Mais regardons ensemble ce que ces chercheurs ont développé. Et voyons comment cela peut profiter aux ministères et aux organisations caritatives agissant contre la pauvreté en Tunisie.
D’abord, les trois chercheurs récompensés par le Prix Nobel d’Économie 2019 ciblent la pauvreté comme sujet de recherche comportementale et micro-économique. Ils parient sur les techniques d’évaluation des performances de politiques de lutte contre la pauvreté, partout dans le monde.
Hypothèses et méthodes
Aussi, ils ont émis l’hypothèse postulant que cette lutte par les politiques et programmes publics ne donne pas toujours des résultats satisfaisants et durables. Et ce, pour identifier les leviers qui font pourquoi certaines politiques fonctionnent et d’autres pas.
Pendant plus d’une décennie, ils ont plaidé en faveur de la systématisation des évaluations. Par le recours aux méthodes scientifiques et protocoles codifiés d’avance. Et ce, indépendamment des secteurs d’interventions: santé, éducation, services sociaux. Pour ce faire, ils ont parié sur les approches expérimentales et quasi-expérimentales. En mesurant chez les gens ayant réussi à sortir de la pauvreté, ce qui imputable à leur propre volonté et attributs individuels. Versus ce qui imputable au programme de lutte à la pauvreté évalué.

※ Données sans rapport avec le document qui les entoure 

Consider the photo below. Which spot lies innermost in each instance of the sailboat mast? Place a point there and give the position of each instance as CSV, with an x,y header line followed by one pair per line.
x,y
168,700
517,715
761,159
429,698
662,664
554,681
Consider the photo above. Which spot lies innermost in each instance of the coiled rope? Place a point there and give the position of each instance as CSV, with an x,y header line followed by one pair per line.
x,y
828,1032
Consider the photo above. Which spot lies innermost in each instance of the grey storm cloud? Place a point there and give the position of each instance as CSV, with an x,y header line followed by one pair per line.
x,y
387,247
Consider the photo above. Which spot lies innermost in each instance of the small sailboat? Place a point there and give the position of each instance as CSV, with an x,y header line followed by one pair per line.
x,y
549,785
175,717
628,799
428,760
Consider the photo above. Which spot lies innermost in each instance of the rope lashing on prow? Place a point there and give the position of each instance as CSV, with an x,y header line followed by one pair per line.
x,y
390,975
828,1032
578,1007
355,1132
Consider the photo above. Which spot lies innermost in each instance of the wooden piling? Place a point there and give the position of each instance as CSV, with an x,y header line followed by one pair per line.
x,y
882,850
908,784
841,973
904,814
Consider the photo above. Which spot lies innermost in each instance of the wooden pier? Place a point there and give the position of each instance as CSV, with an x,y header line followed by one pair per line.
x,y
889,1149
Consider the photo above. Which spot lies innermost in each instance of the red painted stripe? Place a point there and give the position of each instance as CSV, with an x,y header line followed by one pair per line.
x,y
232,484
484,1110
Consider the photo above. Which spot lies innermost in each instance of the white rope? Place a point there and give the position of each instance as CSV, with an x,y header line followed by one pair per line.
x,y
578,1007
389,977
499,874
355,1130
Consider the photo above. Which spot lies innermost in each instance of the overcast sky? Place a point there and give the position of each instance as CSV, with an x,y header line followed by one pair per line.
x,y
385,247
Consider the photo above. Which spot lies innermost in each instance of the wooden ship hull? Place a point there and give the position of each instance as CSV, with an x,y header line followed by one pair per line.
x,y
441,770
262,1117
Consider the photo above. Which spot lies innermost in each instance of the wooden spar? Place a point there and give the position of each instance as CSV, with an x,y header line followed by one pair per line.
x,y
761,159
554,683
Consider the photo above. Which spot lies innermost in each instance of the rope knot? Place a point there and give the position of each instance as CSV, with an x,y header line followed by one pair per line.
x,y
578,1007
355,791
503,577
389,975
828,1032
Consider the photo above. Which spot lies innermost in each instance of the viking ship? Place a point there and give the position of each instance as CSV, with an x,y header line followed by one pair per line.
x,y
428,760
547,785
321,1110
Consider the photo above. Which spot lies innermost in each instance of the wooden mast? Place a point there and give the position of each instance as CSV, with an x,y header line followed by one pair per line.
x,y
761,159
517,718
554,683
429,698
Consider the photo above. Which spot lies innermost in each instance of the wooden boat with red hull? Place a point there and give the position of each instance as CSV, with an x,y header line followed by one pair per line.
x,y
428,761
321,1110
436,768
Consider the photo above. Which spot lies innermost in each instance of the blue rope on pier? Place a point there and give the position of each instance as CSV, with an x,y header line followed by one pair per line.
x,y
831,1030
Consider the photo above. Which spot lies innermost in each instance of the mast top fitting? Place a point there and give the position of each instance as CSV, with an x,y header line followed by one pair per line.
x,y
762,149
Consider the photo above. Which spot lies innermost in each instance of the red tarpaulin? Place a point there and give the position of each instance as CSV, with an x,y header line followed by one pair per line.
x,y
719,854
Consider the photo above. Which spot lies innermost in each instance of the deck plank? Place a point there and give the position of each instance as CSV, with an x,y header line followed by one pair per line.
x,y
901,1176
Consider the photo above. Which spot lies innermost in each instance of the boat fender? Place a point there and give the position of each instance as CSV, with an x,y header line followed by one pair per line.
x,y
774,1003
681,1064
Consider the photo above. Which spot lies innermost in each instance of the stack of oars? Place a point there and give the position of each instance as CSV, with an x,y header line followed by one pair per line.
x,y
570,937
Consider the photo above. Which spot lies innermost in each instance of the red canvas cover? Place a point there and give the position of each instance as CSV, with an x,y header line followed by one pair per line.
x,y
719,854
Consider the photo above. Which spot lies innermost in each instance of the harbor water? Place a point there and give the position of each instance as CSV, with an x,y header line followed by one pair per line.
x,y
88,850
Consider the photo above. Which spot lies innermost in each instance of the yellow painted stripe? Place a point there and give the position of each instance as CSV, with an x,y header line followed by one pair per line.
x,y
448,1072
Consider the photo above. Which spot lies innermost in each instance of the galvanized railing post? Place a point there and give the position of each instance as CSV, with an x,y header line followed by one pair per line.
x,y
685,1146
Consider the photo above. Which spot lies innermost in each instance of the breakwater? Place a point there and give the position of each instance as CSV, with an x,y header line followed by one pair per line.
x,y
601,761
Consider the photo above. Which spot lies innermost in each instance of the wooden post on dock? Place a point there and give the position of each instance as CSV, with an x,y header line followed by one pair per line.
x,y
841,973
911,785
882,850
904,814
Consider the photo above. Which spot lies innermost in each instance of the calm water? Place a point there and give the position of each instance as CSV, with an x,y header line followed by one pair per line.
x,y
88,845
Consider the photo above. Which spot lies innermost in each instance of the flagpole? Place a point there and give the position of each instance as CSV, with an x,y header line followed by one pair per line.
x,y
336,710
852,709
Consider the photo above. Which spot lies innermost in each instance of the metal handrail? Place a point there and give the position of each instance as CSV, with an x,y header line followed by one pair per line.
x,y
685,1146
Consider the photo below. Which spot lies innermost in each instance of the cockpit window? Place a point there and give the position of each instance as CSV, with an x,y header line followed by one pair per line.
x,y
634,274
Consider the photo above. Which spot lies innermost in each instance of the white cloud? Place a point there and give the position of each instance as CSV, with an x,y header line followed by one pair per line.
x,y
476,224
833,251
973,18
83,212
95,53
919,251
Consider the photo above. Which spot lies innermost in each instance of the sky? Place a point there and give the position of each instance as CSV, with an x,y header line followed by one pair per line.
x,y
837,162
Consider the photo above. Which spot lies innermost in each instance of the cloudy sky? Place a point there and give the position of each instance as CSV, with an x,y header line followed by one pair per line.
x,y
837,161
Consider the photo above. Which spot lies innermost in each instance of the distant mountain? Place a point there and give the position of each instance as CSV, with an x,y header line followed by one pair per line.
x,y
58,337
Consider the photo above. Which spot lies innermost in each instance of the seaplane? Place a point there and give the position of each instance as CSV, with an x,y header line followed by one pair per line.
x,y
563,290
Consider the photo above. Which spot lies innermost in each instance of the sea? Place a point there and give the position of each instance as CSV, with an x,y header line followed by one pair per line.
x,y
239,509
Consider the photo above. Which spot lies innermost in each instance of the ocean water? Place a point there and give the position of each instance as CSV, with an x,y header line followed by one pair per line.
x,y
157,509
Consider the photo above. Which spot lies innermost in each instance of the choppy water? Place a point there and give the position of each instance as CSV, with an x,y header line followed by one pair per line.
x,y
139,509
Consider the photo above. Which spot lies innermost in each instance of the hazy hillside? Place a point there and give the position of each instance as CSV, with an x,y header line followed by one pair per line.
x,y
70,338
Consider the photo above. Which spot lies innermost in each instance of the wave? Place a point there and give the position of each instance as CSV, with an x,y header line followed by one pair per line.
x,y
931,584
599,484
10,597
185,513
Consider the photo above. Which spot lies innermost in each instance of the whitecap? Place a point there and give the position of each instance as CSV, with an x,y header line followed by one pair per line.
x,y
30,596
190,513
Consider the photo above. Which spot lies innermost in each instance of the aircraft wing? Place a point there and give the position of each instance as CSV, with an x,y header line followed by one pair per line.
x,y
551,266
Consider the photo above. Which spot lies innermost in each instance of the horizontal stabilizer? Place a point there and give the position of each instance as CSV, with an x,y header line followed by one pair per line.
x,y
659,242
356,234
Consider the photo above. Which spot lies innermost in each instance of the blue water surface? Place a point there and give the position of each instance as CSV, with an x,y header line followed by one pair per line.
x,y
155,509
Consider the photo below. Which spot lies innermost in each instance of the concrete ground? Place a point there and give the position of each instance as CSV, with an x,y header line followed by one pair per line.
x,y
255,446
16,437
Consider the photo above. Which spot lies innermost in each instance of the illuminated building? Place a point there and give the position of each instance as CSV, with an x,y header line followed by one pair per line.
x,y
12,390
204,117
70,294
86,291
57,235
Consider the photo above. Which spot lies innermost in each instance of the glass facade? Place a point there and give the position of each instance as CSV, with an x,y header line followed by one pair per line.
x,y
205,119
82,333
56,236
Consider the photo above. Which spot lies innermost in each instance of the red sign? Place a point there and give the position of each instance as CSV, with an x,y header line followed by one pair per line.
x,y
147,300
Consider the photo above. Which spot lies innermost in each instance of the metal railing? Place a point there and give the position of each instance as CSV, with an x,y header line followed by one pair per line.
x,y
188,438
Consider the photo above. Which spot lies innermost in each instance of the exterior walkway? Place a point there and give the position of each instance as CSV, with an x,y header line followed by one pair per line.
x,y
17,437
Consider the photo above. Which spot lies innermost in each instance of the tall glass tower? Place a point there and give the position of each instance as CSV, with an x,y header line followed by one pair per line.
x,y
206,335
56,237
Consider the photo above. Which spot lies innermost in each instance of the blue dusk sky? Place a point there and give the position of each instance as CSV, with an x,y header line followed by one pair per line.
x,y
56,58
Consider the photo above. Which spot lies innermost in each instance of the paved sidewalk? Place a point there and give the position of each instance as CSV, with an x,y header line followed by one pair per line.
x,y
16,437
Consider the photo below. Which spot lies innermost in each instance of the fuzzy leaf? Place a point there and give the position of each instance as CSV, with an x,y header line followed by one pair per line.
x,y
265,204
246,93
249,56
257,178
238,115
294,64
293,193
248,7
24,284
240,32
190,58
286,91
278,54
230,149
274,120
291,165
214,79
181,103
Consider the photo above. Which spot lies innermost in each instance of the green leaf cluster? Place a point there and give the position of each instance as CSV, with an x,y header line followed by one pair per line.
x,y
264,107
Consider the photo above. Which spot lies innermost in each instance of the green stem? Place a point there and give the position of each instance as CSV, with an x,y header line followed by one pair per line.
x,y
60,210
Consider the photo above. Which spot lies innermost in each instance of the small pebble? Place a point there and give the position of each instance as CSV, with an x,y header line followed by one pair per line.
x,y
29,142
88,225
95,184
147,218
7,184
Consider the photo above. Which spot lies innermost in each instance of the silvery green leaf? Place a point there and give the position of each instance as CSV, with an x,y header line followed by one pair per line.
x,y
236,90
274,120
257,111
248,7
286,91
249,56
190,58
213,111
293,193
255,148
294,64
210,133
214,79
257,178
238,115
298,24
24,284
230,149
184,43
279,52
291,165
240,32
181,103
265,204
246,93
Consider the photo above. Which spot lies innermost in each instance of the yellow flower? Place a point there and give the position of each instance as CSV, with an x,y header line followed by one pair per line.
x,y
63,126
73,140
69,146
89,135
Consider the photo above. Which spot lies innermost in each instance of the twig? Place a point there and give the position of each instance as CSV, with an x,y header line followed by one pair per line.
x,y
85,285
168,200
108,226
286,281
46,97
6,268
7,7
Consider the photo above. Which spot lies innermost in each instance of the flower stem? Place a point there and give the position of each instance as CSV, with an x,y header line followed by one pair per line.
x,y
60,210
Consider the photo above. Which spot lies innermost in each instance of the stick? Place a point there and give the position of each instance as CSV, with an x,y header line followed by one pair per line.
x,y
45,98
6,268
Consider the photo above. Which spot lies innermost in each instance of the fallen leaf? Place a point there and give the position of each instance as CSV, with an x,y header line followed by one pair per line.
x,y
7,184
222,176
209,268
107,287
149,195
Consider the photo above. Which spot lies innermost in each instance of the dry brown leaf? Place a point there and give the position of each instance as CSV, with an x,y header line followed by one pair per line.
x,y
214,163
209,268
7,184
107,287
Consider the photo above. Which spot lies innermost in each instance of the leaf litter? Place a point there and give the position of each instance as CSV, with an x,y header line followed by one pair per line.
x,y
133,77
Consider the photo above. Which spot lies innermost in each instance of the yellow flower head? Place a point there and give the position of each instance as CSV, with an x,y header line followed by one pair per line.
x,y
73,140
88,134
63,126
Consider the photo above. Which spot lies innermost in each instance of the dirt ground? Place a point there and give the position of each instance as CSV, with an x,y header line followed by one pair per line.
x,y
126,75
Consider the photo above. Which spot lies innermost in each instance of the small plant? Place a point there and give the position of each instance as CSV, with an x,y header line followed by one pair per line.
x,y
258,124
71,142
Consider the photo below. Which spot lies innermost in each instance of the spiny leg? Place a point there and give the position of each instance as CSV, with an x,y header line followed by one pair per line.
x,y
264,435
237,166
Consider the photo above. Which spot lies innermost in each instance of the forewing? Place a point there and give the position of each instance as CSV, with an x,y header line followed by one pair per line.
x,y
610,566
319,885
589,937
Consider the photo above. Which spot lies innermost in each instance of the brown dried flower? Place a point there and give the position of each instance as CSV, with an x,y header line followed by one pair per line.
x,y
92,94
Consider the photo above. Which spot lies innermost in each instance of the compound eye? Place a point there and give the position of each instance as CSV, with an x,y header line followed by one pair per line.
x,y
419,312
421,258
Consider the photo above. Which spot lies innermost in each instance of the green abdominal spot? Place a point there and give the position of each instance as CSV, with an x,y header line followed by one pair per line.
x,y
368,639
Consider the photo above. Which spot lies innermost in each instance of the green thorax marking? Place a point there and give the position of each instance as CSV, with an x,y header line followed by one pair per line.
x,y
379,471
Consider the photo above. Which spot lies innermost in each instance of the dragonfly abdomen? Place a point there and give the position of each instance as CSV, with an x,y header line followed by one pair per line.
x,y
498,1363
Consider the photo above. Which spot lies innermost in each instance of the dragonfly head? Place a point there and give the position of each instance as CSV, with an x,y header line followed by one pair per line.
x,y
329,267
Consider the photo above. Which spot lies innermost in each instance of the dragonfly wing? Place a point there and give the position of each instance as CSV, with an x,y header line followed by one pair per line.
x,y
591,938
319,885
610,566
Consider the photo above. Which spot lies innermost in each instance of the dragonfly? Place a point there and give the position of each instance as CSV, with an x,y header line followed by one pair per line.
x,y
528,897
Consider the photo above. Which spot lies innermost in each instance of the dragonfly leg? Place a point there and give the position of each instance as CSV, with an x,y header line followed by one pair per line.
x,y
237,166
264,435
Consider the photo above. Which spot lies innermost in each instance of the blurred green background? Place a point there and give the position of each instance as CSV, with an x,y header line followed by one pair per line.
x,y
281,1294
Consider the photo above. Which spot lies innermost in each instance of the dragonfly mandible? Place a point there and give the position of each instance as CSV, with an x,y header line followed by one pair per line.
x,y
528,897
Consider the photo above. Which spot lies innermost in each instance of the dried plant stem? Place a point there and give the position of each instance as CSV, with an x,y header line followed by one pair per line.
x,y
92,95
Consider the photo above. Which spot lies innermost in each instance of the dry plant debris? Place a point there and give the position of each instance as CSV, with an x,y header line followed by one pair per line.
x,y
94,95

Ensuite, ils innovent sur deux plans. Un, ils s’appuient sur les analyses quantitatives et micro-économiques. Plutôt que qualitatives et macroéconomiques; comme le font généralement les gouvernements et les organisations d’aide au développement.
Deux, ils valorisent le concept de la contre-factualité. Ce concept développé par un philosophe allemand du 12ème siècle. Et qui mesure les vrais changements du bien-être chez les individus. Par comparaison hypothétique des résultats obtenus chez chaque bénéficiaire d’un programme public donné à son contre-factuel, soit lui-même, s’il n’avait pas bénéficié du programme à évaluer. On compare donc le bénéficiaire du programme à ce qu’il serait devenu s’il n’en bénéficiait pas.
Et cette comparaison se fait par constitution des deux groupes (idéalement constitués de manière aléatoire) représentatifs. Un groupe recevant l’aide publique et l’autre pas (groupe de contrôle). Chacun des deux groupes prend des mesures avant et après l’intervention.
Résultats et enseignements
Cette méthode, dite méthode d’évaluation d’impact contre-factuel, a été appliquée avec succès sur des sujets très variés, tels que: la politique éducative; le programmes de financement en espèce des plus pauvres; les politiques de santé publique dans les pays pauvres.
À chaque fois, ils constituent deux groupes aléatoires (randomized controlled trials), en colletant des données codées et régulièrement sur les deux groupes. Et ce en dépit de certaines réticences, voire même le refus des ONG et décideurs gouvernementaux ne croyant pas à l’importance de l’évaluation des politiques publiques.
Ils ont démontré qu’en contexte de lutte contre la pauvreté, il ne faut pas confondre entre cause et symptômes de la pauvreté. Par exemple, ils ont trouvé que distribuer des produits alimentaires (macaroni, sucre, riz, etc.) agit sur les symptômes plutôt que sur les causes du véritable problème de pauvreté.
Ils ont trouvé aussi que les problèmes de mortalité infantile, de décrochage scolaire, de sous-alimentation, de délinquance, etc. sont moins tributaires des programmes d’aides conjoncturelles. Ils sont avant tout tributaires de l’autonomisation des femmes, de leur éducation et de leur accès aux terres productives, par héritage ou par microcrédit.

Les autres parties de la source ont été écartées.